Winlogbeat and pipelines and painless scripts, oh my!

Overview

Rambling
Overview
Winlogbeat
Ingest pipelines
What now?

Rambling

Whew! It’s been about 2 weeks since the 2019 PowerShell + DevOps Global Summit - the first conference I’ve played a role in organizing. It was super fun, and it was an honor to get a chance to help with content for the summit… that said, it’s been a nice two weeks of recovering!

A lot of folks asked what I do nowadays! I gave my usual :headtilt: computers? response, but the gist of it is, while I still do quite a bit with PowerShell, I have a bunch of other building blocks to design solutions with! One of the more fun ones has been Elastic Stack.

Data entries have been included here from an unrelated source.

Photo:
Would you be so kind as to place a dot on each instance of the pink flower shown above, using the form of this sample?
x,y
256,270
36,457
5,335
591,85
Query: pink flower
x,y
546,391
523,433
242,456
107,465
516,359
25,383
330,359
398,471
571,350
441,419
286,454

So! Today we’ll dive into using Winlogbeat and ingest pipelines, in case it saves anyone else from wading through disparate documentation with no clear layout of an end-to-end example.

Disclaimer: I know way, way less about logging and Elastic Stack than I do about PowerShell.

Overview

Hopefully, you already have structured logging. If you don’t, or if you’re paying Splunk-level-money, my condolences.

Things we won’t be talking about today:

How important structured logging is, the many critical use cases that it enables, or any of that jazz. I assume you know it’s important
Spinning up a cluster, or even a single test node. You can find that elsewhere
PowerShell

So… what are we going to talk about? We’re going to show a slightly-more-useful config than the vanilla Winlogbeat examples you see out there, including:

how to filter log sources before sending them on to Elasticsearch
how to point logs at ingest pipelines
how to create an ingest pipeline

Let’s get going!

Winlogbeat

We tend to use Elastic Beats clients - there are other options out there, including NXLog.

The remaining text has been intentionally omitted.